Beyond banks, bonds and bailouts
By Ed Mayo, The Guardian
Today we’re publishing the final part of our Community Enterprise Toolkit – a comprehensive set of guides and online resources for new and existing community enterprises.
Called Simply Start-Up, the guide has been produced as part of the Making Local Food Work project, which has helped over 1,200 community groups turn their ideas for a local, community owned business into a reality.
These community enterprises range from community supported agriculture projects in rural Gloucestershire to co-operatively run market gardens in East London.
Surveying all these enterprises, there is something very interesting about the growth of these community ventures.
Our work supporting community enterprises seems to have tapped into a real sense of activism amongst people who are more than happy to roll up their sleeves and get their hands dirty, together.
We have, after all, built an economy based on a financial house of cards of banks, bonds and bail-outs. When you strip away the hype and hope, the only feasible alternative strategy is one that is based on bootstrap development of local enterprises such as these, making use of the three unlimited sources of wealth we have – people, ingenuity and renewable energy.
Dan McTiernan of The Handmade Bakery speaks for many community enterprises when he says of the co-operative bakery he helped set up in West Yorkshire: "The difference between producers and consumers is not so clear here as in other kinds of business. Our customers are co-producers. We never wanted to be bosses."
The incredible part of all this, as Peter Couchman of the Plunkett Foundation says, is that enterprises such as community owned shops, because they are owned by local residents, have a success rate of 97%, so much higher than conventional business start-ups.
As well as this huge growth in community food enterprises, new figures from Co-operatives UK show that the biggest growth area for the co-operative sector since 2007 has been enterprises working in the wider green economy – whether that’s communities setting up local renewable energy schemes or Co-operative Energy, a potentially large energy provider set up to rival the big six.
There has been a 24% rise in the number of member owned energy co-operatives in the last four years.
And more broadly, recent years have also seen a dramatic rise in the number of communities raising finance for an enterprise from the community itself, giving the community complete ownership of the business that affects them.
These community share issues are popular for food and renewable energy ventures, but also for football clubs, community shops and pubs, land, housing and regeneration. Since 2009 alone, nearly 200 communities have developed projects to enable local residents to own an enterprise in their area, and over 6,000 individuals have invested nearly £6m already.
Claire Waite of Busy Bee Toy Shop – a Manchester toy shop saved when the local community clubbed together and took it over – sums it up for me when she says: "it is important that members are involved in the co-operative. They are not just financial investors; they are actually involved in it".

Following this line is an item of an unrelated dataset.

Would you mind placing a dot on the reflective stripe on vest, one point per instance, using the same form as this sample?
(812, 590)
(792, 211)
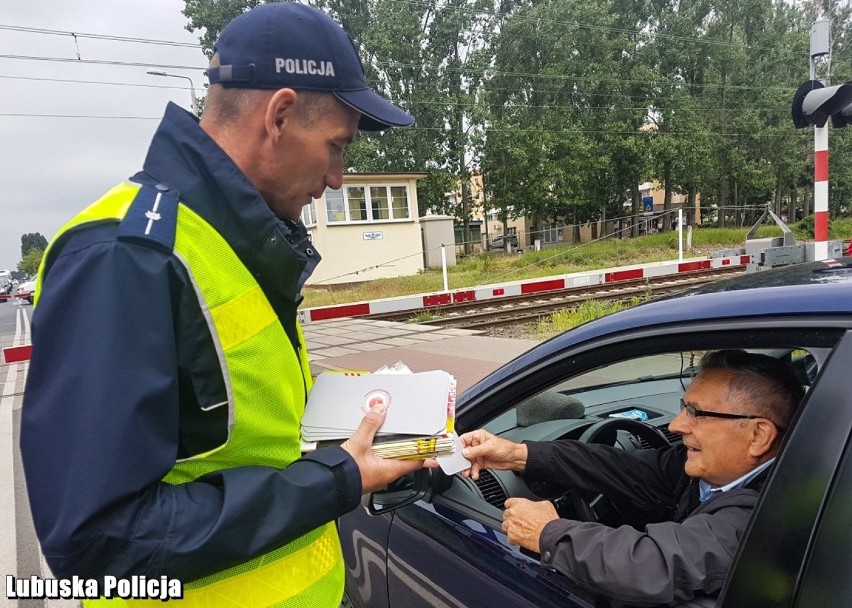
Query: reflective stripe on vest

The rise of communities doing things for themselves – whether it’s growing together on land, taking over their local pub or wrestling some control back over their football club – is one of the most striking responses to an economy based on a financial house of cards.
More than anything, it shows that people are frustrated by waiting for others to help their community and are transforming it themselves instead.
Ed Mayo is the secretary general at Co-operatives UK, the trade association for co-operative enterprises.